A modest weekly decline in U.S. crude supplies and the Federal Reserve’s decision to stand pat on interest rates failed to offer much support for prices.
July West Texas Intermediate crude fell 48 cents, or 1%, to settle at $48.01 a barrel on the New York Mercantile Exchange, marking a fifth session decline in a row. The August contract for Brent lost 86 cents, or 1.7%, at $48.97 a barrel.
WTI oil futures had fallen below $48, but pared losses and saw a brief tick higher after the U.S. Energy Information Administration reported that U.S. crude supplies fell by 900,000 barrels for the week ended June 10. That contradicted the 1.2 million-barrel increase reported by the American Petroleum Institute late Tuesday, but still came in short of the 1.4 million-barrel decline expected by analysts polled by S&P Global Platts.
“The headline crude-oil number was less bullish than expected, but not as bearish as the API number-so basically a wash,” Tyler Richey.
About a half-hour before WTI prices settled, the Fed announced that it would leave interest rates unchanged and it adopted a dovish stance on the outlook for monetary policy.

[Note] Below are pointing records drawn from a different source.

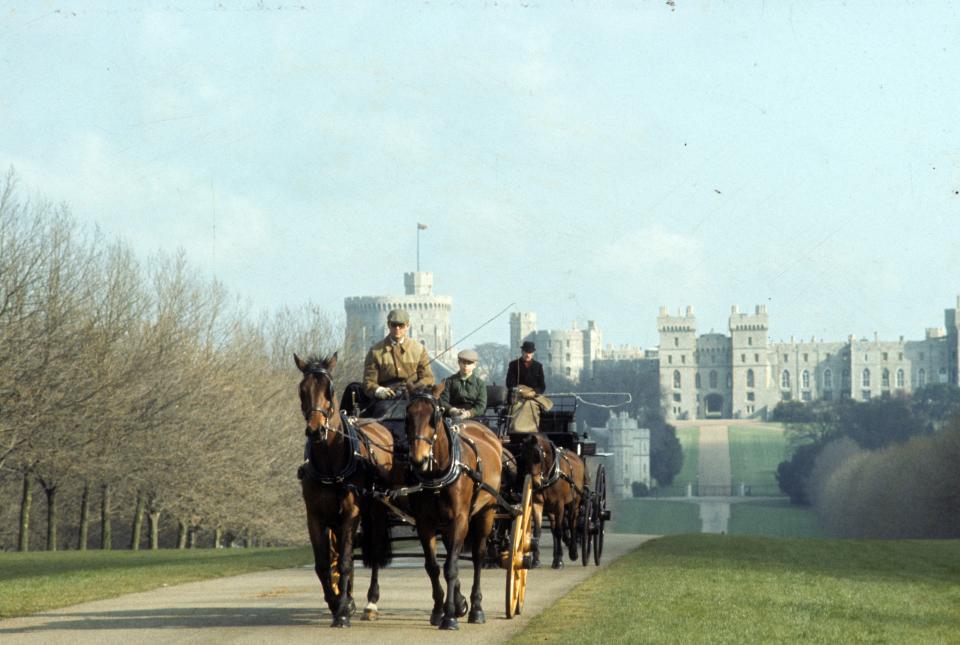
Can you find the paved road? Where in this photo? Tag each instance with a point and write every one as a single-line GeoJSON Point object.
{"type": "Point", "coordinates": [284, 607]}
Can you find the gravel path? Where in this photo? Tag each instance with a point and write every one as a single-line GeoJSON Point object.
{"type": "Point", "coordinates": [284, 606]}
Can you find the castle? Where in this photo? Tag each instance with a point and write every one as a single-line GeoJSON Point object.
{"type": "Point", "coordinates": [429, 319]}
{"type": "Point", "coordinates": [744, 375]}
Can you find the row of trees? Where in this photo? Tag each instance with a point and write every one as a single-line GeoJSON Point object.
{"type": "Point", "coordinates": [139, 400]}
{"type": "Point", "coordinates": [825, 436]}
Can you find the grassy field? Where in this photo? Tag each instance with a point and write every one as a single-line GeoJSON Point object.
{"type": "Point", "coordinates": [755, 452]}
{"type": "Point", "coordinates": [32, 582]}
{"type": "Point", "coordinates": [655, 517]}
{"type": "Point", "coordinates": [773, 518]}
{"type": "Point", "coordinates": [725, 589]}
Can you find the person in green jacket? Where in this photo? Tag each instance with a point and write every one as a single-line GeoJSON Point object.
{"type": "Point", "coordinates": [464, 393]}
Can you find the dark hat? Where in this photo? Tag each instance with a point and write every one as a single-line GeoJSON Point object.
{"type": "Point", "coordinates": [398, 315]}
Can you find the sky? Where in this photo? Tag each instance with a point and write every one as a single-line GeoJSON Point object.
{"type": "Point", "coordinates": [581, 160]}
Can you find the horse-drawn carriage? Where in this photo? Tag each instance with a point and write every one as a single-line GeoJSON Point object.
{"type": "Point", "coordinates": [461, 482]}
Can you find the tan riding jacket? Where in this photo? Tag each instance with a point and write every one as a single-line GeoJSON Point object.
{"type": "Point", "coordinates": [388, 363]}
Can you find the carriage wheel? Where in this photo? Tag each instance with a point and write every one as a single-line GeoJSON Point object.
{"type": "Point", "coordinates": [521, 531]}
{"type": "Point", "coordinates": [586, 508]}
{"type": "Point", "coordinates": [601, 512]}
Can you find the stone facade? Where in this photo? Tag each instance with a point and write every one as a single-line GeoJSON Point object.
{"type": "Point", "coordinates": [743, 374]}
{"type": "Point", "coordinates": [429, 318]}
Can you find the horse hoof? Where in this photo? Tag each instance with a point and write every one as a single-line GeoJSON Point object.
{"type": "Point", "coordinates": [450, 623]}
{"type": "Point", "coordinates": [477, 617]}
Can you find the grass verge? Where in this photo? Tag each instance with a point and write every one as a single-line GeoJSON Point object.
{"type": "Point", "coordinates": [725, 589]}
{"type": "Point", "coordinates": [32, 582]}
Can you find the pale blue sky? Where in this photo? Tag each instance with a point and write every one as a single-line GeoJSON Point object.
{"type": "Point", "coordinates": [586, 160]}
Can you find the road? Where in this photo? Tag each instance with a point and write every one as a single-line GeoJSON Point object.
{"type": "Point", "coordinates": [284, 606]}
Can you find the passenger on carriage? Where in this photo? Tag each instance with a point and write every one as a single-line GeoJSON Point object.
{"type": "Point", "coordinates": [526, 384]}
{"type": "Point", "coordinates": [391, 364]}
{"type": "Point", "coordinates": [464, 394]}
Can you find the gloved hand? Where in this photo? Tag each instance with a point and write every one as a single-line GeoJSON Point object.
{"type": "Point", "coordinates": [384, 393]}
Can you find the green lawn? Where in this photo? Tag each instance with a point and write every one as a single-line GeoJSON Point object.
{"type": "Point", "coordinates": [755, 452]}
{"type": "Point", "coordinates": [773, 518]}
{"type": "Point", "coordinates": [656, 517]}
{"type": "Point", "coordinates": [726, 589]}
{"type": "Point", "coordinates": [32, 582]}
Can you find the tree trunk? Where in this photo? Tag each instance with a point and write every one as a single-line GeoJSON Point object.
{"type": "Point", "coordinates": [84, 517]}
{"type": "Point", "coordinates": [26, 499]}
{"type": "Point", "coordinates": [106, 532]}
{"type": "Point", "coordinates": [181, 534]}
{"type": "Point", "coordinates": [154, 519]}
{"type": "Point", "coordinates": [137, 523]}
{"type": "Point", "coordinates": [51, 493]}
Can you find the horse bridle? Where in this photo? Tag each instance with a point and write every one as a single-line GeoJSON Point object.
{"type": "Point", "coordinates": [437, 424]}
{"type": "Point", "coordinates": [317, 372]}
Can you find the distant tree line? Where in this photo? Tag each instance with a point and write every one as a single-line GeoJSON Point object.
{"type": "Point", "coordinates": [141, 403]}
{"type": "Point", "coordinates": [879, 468]}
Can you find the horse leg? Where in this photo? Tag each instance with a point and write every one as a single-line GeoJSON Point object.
{"type": "Point", "coordinates": [345, 604]}
{"type": "Point", "coordinates": [320, 542]}
{"type": "Point", "coordinates": [556, 529]}
{"type": "Point", "coordinates": [370, 612]}
{"type": "Point", "coordinates": [537, 528]}
{"type": "Point", "coordinates": [429, 543]}
{"type": "Point", "coordinates": [482, 525]}
{"type": "Point", "coordinates": [453, 541]}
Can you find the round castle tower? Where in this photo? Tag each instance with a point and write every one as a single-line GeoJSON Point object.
{"type": "Point", "coordinates": [429, 316]}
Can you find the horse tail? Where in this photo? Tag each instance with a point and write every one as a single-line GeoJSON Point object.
{"type": "Point", "coordinates": [375, 538]}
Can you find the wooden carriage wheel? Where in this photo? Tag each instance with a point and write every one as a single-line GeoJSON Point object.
{"type": "Point", "coordinates": [521, 532]}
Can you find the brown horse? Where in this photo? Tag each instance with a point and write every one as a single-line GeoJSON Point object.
{"type": "Point", "coordinates": [458, 472]}
{"type": "Point", "coordinates": [342, 463]}
{"type": "Point", "coordinates": [559, 479]}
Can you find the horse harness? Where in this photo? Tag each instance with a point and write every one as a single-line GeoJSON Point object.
{"type": "Point", "coordinates": [556, 473]}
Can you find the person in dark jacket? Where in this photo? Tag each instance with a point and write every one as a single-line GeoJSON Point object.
{"type": "Point", "coordinates": [464, 394]}
{"type": "Point", "coordinates": [526, 371]}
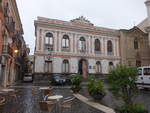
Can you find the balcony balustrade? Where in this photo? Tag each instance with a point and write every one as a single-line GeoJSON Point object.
{"type": "Point", "coordinates": [7, 50]}
{"type": "Point", "coordinates": [6, 10]}
{"type": "Point", "coordinates": [10, 24]}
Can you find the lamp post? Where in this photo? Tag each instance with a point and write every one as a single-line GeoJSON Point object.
{"type": "Point", "coordinates": [16, 51]}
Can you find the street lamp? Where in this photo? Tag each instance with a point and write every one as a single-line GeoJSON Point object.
{"type": "Point", "coordinates": [16, 51]}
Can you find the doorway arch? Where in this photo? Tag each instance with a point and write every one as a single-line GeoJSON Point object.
{"type": "Point", "coordinates": [83, 67]}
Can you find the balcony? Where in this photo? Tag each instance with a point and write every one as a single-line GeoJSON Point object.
{"type": "Point", "coordinates": [7, 50]}
{"type": "Point", "coordinates": [110, 53]}
{"type": "Point", "coordinates": [10, 24]}
{"type": "Point", "coordinates": [65, 49]}
{"type": "Point", "coordinates": [97, 52]}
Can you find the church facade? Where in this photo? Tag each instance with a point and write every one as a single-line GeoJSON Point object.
{"type": "Point", "coordinates": [76, 46]}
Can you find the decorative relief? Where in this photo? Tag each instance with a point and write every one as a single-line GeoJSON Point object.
{"type": "Point", "coordinates": [82, 20]}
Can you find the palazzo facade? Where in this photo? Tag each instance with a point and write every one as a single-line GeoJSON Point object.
{"type": "Point", "coordinates": [76, 46]}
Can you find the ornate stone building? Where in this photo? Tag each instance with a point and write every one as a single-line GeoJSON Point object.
{"type": "Point", "coordinates": [80, 47]}
{"type": "Point", "coordinates": [75, 47]}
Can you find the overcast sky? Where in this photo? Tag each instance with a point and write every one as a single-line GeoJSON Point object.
{"type": "Point", "coordinates": [117, 14]}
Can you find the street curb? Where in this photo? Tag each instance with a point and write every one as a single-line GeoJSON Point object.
{"type": "Point", "coordinates": [98, 106]}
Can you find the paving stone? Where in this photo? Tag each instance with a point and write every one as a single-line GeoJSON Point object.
{"type": "Point", "coordinates": [29, 103]}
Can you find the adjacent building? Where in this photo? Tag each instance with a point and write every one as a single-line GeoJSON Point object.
{"type": "Point", "coordinates": [12, 44]}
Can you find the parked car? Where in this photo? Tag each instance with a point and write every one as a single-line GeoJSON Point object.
{"type": "Point", "coordinates": [58, 79]}
{"type": "Point", "coordinates": [143, 80]}
{"type": "Point", "coordinates": [28, 77]}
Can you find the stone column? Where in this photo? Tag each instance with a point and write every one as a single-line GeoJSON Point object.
{"type": "Point", "coordinates": [114, 47]}
{"type": "Point", "coordinates": [105, 47]}
{"type": "Point", "coordinates": [92, 46]}
{"type": "Point", "coordinates": [37, 40]}
{"type": "Point", "coordinates": [59, 38]}
{"type": "Point", "coordinates": [89, 43]}
{"type": "Point", "coordinates": [42, 35]}
{"type": "Point", "coordinates": [117, 47]}
{"type": "Point", "coordinates": [55, 42]}
{"type": "Point", "coordinates": [102, 46]}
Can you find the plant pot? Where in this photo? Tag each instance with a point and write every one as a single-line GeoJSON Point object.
{"type": "Point", "coordinates": [98, 96]}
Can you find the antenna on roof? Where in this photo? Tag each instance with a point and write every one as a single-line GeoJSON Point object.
{"type": "Point", "coordinates": [134, 23]}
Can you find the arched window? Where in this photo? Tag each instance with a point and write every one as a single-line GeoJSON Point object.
{"type": "Point", "coordinates": [65, 41]}
{"type": "Point", "coordinates": [48, 66]}
{"type": "Point", "coordinates": [49, 41]}
{"type": "Point", "coordinates": [98, 67]}
{"type": "Point", "coordinates": [49, 38]}
{"type": "Point", "coordinates": [65, 66]}
{"type": "Point", "coordinates": [97, 45]}
{"type": "Point", "coordinates": [111, 66]}
{"type": "Point", "coordinates": [110, 47]}
{"type": "Point", "coordinates": [82, 44]}
{"type": "Point", "coordinates": [136, 45]}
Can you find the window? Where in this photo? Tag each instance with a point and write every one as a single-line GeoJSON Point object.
{"type": "Point", "coordinates": [146, 71]}
{"type": "Point", "coordinates": [98, 67]}
{"type": "Point", "coordinates": [65, 66]}
{"type": "Point", "coordinates": [111, 65]}
{"type": "Point", "coordinates": [97, 45]}
{"type": "Point", "coordinates": [138, 63]}
{"type": "Point", "coordinates": [139, 71]}
{"type": "Point", "coordinates": [82, 44]}
{"type": "Point", "coordinates": [136, 46]}
{"type": "Point", "coordinates": [48, 66]}
{"type": "Point", "coordinates": [49, 42]}
{"type": "Point", "coordinates": [109, 48]}
{"type": "Point", "coordinates": [65, 41]}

“The revisions to the ‘dot plot’ within the FOMC release that showed 6 members now only expect one rate hike in 2016,” up from just one member at the last meeting, said Richey. That “was a dovish development and we are seeing the dollar correct lower as a result.”
‘Uncertainties about the health of the U.S. economy is the reason for the dollar weakness. That isn’t necessarily a bullish thing for oil from a demand standpoint.’
“Traditionally, a weaker dollar would be supportive of oil prices, but…uncertainties about the health of the U.S. economy is the reason for the dollar weakness. That isn’t necessarily a bullish thing for oil from a demand standpoint,” he said.